3.1. Analysis of Research Paper

3.1.1. Analysis of the Published Articles

Figure 2 illustrates the scientific publications pertaining to permafrost research that have been published between 1990 and 2022. This comprehensive compilation is invaluable in discerning the fundamental and overarching characteristics of this field. In 1970, two related articles were published: Refs. [68,69]. At that time, Landsat satellite data was utilized to map land cover types in the Willandra Lakes World Heritage Region. Since 2007, the application of space technology in WHs has gradually increased, and the number of articles in the remote sensing has reached its peak during this period [70]. From 2007 to 2022, the number of published papers per year has rapidly increased, with 45 relevant articles published in 2022, representing an annual growth rate of 10.22%. Alviz-Meza [71] collected the application of science and technology on sites during the period 2016–2022, and the average annual growth rate of its study is calculated to be 51.93%. It can be seen that space technology contributes to archaeological sites to a high degree, accounting for almost 20% of all technologies. Table 1 presents the details of the data sources, and a total of 1471 keywords were extracted from 401 papers published by 1515 authors from 1990 to 2022. It should be noted that relevant articles, conference papers and reviews are also considered in this study.

3.1.2. Relationship between Publications and Heritage Sites between Countries

Figure 3 extracts the total number of articles from the top 10 countries in terms of the number of articles issued, showing the comparison between the number of world heritage sites and the total number of articles issued at the national level. The red bar indicates the number of world heritage sites, and the other bar indicates the level of article issuance by country. In terms of the number of publications, China > Australia > Italy > UK > India > other countries. In terms of the number of world heritage sites, Italy > China > Germany > Spain > Portugal > other countries. It may be seen that the coverage of heritage sites by space technology is far from adequate, and there is a great imbalance in the application cases of space technology in heritage sites in different regions. Among the top 10 countries in terms of number of publications, 70% of them are well below the ratio of 1:1. This implies that there is still a great potential for space technology in heritage sites, which implies a lack of attention to related research and applications. A more interesting point is that Portugal, a place without heritage sites, still has a certain amount of publications. China, as the country with the largest number of publications, mostly monitors and evaluates the ecological environment and natural risks of the world heritage sites with remote sensing [26,72], focusing on the ecological environment around the Great Wall [73] and the famous world heritage sites, such as the Huangshan Mountain [74]. Australia, on the other hand, has a long-term monitoring of the ecological environment of the great barrier ref. [75]. Italian researchers are mainly centered on monitoring natural disasters in world heritage sites [76], such as landslides and other geological disasters [77].
Figure 4 depicts the chronological order of the top 10 countries in terms of the number of articles issued, with the size of each bubble indicating the corresponding number of publications. According to the order of publication time, Australia was the first country to utilize space technology in WHs, with a steady increase in the number of publications over the years, particularly after 2010. In the United States, the first use of space technology in WHs was in 1996, but there was weak continuity in publications overall. India started publishing in 2001, but no relevant articles were issued from 2000–2015. As the leading publisher, China published its first visible paper on space technology application to WHs in 2010 and has maintained a high number of annual publications since then. Furthermore, a more notable pattern is observed whereby the number of publications has significantly increased since 2015 [77], both overall and at the individual country level.

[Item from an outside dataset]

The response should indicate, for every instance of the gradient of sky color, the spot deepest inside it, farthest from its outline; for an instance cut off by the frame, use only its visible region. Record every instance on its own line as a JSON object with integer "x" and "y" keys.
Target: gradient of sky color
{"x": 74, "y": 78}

3.2. Analysis of Influence and Collaboration

3.2.1. Analysis of Source Influence

Source represents a collection of articles on spatial technologies for WHs. Analyzing the dynamics of relevant research postings in source and identifying the core source can better focus on the spatial frontier technologies and new perceptions of WHs. A total of 401 articles on the application of spatial technology to WHs have been published in 256 sources, ranging from 2 sources in 1990 to 38 sources in 2022. We ranked the cumulative number of publications per year for each source and identified the top 10 sources, as shown in Figure 5. The top 10 sources, in order of ranking, are: Remote Sensing, Sustainability, Journal of Cultural Heritage, Journal of Cultural Heritage Management and Sustainable Development, Remote Sensing of Environment and so on. In 1990, the journal Biological Conservation published an article on the mapping of natural vegetation for heritage site management in Tasmania, Australia [68]. After 2010, the number of publications in each source began to increase rapidly. The most notable increase was seen in the journal “Remote Sensing”, which showed a higher growth rate and trend than the other top 10 journals.
According to Table 2, the top ten most influential journals were selected based on the number of local citations. The journals marked with an asterisk (*) are considered core sources in accordance with Bradford’s Law. It can be seen that the total number of citations and publications of the Remote Sensing are the highest, with 318 and 21, respectively. Marine Pollution Bulletin and Remote Sensing of Environment rank second and third in total citations, with 267 and 196, respectively, while their number of publications are 4 and 6, respectively.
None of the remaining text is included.